Il dottor Gene Brewer, parafrasando l’incipit dell’opera, prova una gioia segreta, perché conoscendo un’altra persona, ne sa un po’ di più su se stesso: e tuttavia niente può impedirgli di tornare a sognare e ad interrogare le stelle, sospirando un ritorno del K-Paxiano dall’angosciosa e tenebrosa isola che lo ha rapito. Sia lecito un ultimo piccolo inciso: nella traduzione italiana del primo romanzo, il nome del protagonista è inspiegabilmente tradotto con la parola “Trob”: ho avuto modo di costatare, sul sito dell’artista, che il suono del nome doveva richiamare il vocabolo Goat. Mi sembra del tutto inaccettabile, da un punto di vista filologico, la traduzione imposta dalla redazione (per ragioni onomatopeiche) al dottor Dario Fonti.
Un romanzo psicoanalitico, in prima istanza: un’opera che adopera un espediente narrativo analogo a “Follia” di McGrath (Adelphi), per intenderci, ossia quello del racconto della storia di un paziente attraverso gli occhi del dottore. Un romanzo simbolico, in seconda istanza, per via delle splendide descrizioni del sistema K-Paxiano del nostro Prot: è descritta una sorta di Repubblica platonica, dove non esistono religioni, né divinità, né famiglie, né leggi, né armi: i bambini non vengono cresciuti dai genitori biologici, ma da tutti. E vivono tra gli adulti, come loro simili e loro pari.
Un romanzo simbolico dove questa fascinosa figura messianica insegna all’umanità malata come “look for the bluebird”: ossia come cercare il segreto della felicità.
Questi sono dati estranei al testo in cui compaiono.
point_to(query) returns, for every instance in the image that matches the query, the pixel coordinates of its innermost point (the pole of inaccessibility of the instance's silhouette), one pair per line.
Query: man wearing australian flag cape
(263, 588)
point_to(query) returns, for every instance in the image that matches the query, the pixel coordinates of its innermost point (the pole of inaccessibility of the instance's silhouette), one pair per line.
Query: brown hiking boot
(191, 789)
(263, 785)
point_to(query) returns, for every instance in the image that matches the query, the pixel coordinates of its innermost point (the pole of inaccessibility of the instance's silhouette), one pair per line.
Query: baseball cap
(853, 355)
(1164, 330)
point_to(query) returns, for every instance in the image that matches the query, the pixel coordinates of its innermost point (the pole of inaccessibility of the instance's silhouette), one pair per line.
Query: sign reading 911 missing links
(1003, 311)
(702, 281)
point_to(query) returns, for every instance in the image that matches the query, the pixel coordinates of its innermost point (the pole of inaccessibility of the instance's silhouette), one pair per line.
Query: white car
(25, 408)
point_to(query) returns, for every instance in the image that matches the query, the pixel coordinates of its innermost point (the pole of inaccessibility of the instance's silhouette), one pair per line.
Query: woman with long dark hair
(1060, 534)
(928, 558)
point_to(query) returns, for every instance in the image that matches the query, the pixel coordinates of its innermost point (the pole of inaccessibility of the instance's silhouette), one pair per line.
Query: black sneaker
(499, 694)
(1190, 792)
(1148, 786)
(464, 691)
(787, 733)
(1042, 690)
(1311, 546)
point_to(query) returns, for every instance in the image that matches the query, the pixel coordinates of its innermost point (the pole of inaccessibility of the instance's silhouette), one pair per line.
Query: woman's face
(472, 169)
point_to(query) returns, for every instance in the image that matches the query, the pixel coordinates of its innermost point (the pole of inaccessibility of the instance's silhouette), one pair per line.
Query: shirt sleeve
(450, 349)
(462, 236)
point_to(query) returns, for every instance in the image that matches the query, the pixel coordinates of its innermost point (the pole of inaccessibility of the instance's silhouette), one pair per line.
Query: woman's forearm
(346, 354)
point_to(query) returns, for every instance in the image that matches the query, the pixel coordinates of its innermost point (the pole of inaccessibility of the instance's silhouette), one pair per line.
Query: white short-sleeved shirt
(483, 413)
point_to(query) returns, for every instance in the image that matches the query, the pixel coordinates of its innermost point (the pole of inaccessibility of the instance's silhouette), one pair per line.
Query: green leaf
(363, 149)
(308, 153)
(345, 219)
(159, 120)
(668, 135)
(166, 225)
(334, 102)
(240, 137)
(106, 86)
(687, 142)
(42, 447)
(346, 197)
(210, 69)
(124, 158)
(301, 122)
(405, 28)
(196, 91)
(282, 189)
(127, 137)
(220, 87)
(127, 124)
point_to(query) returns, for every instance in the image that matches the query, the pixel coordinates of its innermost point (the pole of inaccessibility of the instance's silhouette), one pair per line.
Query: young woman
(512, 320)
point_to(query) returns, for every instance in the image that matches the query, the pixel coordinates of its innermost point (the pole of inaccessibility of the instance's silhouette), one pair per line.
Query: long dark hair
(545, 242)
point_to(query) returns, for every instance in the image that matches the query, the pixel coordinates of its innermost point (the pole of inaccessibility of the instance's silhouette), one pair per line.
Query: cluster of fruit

L’espressione idiomatica inglese viene tradotta letteralmente, come vedrete. I pazienti, in piena Manhattan, incontreranno uno splendido uccellino azzurro, appollaiato come per incanto poco distante. E il dottor Gene, il cui nome in K-Paxiano significa “colui che dubita”, verrà iniziato ai misteri della vita del nuovo pianeta dal paziente Prot, il cui nome significa, paradossalmente, “colui che viaggia”.
Un romanzo spirituale, in ultima istanza: intriso della spiritualità e dell’umanità più profonda e autentica, quella oggi dimenticata. L’eterna, infinita e perfetta poesia della nostra origine. Spogliati dunque dell’arroganza e dell’insolenza delle nostre certezze, nudi avanziamo nell’ombra nuova. Consapevoli che presto apparirà una luce nuova. Inestinguibile.
EDIZIONE ESAMINATA e BREVI NOTE
Gene Brewer (Muncie, Indiana, 1937), romanziere americano, laureato in biochimica. Vive a New York.
Gene Brewer, “K-Pax”, Baldini & Castoldi, Milano, 1996, 2002. Traduzione di Dario Fonti.
Il romanzo K-Pax è stato pubblicato per la prima volta nel 1995 dalla Saint Martin Press di New York. Da allora è stato tradotto in più di venti Paesi.
Gianfranco Franchi, luglio 2002.
Prima pubblicazione: ciao.com. A ruota, Lankelot.